Thursday, July 24, 2008

Al-Qaeda in Afghanistan

Wednesday's WaPo editorial finds Obama's strategic vision eccentric for its focus on Afghanistan. Among others, both Yglesias and Ackerman find fault with the editorial, and point out that the WaPo editors think fighting al-Qaeda in Afghanistan is not as important as securing Iraqi oil supplies.
Obama has called for increased US military action in Afghanistan by withdrawing troops from Iraq. This position is apparently supported by Admiral Mike Mullen, the Chairman of the US Joint Chiefs of Staff, based on Admiral Mullen's characterization of the Afghanistan conflict as "urgent" and "growing."
Yet, the WaPo editorial says this shift in focus is "eccentric", as "there are no known al-Qaeda bases in Afghanistan." This may very well be true - at present.

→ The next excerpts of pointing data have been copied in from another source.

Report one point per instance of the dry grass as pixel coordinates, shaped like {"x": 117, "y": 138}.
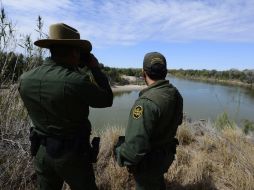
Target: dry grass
{"x": 207, "y": 157}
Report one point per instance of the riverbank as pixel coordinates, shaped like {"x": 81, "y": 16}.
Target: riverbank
{"x": 218, "y": 81}
{"x": 126, "y": 88}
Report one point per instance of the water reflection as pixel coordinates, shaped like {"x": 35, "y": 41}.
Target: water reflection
{"x": 119, "y": 94}
{"x": 201, "y": 101}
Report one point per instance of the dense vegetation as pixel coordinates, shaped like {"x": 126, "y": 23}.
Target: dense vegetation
{"x": 210, "y": 156}
{"x": 233, "y": 75}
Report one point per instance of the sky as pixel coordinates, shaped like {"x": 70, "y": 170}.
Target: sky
{"x": 191, "y": 34}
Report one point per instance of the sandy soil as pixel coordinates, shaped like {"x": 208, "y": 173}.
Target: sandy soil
{"x": 127, "y": 88}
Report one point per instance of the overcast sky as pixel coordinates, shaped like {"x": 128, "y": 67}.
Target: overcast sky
{"x": 192, "y": 34}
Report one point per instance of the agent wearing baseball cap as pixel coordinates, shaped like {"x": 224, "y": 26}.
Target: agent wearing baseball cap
{"x": 57, "y": 97}
{"x": 150, "y": 145}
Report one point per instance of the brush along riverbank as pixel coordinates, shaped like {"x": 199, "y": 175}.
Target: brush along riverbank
{"x": 211, "y": 155}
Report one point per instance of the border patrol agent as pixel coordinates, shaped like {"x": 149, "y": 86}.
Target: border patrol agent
{"x": 150, "y": 144}
{"x": 57, "y": 97}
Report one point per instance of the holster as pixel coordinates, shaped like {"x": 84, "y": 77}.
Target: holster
{"x": 120, "y": 141}
{"x": 35, "y": 142}
{"x": 95, "y": 149}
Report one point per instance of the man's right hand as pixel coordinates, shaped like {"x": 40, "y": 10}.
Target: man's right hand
{"x": 93, "y": 62}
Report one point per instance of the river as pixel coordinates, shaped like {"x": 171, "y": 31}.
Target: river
{"x": 201, "y": 101}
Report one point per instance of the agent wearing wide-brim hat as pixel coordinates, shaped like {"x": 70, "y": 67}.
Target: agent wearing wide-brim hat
{"x": 57, "y": 97}
{"x": 150, "y": 145}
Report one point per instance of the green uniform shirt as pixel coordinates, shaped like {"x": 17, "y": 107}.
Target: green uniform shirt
{"x": 153, "y": 122}
{"x": 58, "y": 98}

However, al-Qaeda, including Osama bin Laden, is apparently hiding along the Afghan-Pakistan border. The Taliban, close allies of al-Qaeda, are growing more active, even forcing US troops to abandon an outpost along the Afghan-Pakistan border after 9 US soldiers were killed, following a massive jail break in Kandahar earlier in the year that freed 400 Taliban inmates and hundreds of other prisoners. Apparently, the Taliban control more of Kandahar ($$) than does the Afghan government.
Further, according to an unnamed "senior Defense Department official", al-Qaeda activity was increasing in Afghanistan as of Dec 2007, with al-Qaeda seeking to return to its former base of operations. Al-Qaeda apparently has a new Afghan chief, who has called for more foreign recruits - apparently succeessfully. According to Taliban sources, from the USA Today report:
"al-Qaeda has financed the Taliban in both Pakistan and Afghanistan, [senior Taliban Qari Mohammed] Yusuf told the AP. In the chaos created by the Taliban groups, al-Qaeda has been able to steadily recruit, re-establish its public relations wing, plot new attacks and re-establish areas of operation on both sides of the border." [emphasis mine - RS]

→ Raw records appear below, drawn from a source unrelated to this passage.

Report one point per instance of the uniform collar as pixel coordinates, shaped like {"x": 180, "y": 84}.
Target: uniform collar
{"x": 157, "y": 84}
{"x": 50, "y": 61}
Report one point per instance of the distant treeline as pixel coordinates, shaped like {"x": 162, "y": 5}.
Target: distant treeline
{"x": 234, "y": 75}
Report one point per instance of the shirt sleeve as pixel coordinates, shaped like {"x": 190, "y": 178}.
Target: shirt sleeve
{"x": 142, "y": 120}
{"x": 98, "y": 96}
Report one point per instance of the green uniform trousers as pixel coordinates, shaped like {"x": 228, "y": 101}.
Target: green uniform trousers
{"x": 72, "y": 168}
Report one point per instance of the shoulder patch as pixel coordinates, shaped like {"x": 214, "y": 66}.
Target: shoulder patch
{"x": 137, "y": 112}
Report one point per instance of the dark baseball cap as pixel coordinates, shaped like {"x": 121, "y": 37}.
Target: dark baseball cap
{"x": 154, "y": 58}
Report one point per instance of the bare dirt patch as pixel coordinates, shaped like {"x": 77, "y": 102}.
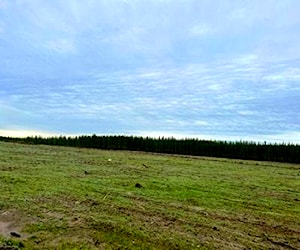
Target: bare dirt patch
{"x": 9, "y": 225}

In response to the growing violence, troop levels in Afghanistan have been increasing, so that as of April this year, there were 32,000 US troops out of an international force of 70,000 in Afghanistan (compared to ~150,000 US troops in Iraq). Still, another 3 brigades have been requested by the US commander, which fits with Obama's call and probably the basis of Admiral Mullen's assessment. Since the security situation in Iraq has been improving as per Admiral Mullen, a shift in focus seems feasible - and perhaps essential.

So - what exactly is eccentric about Obama's strategic vision, again?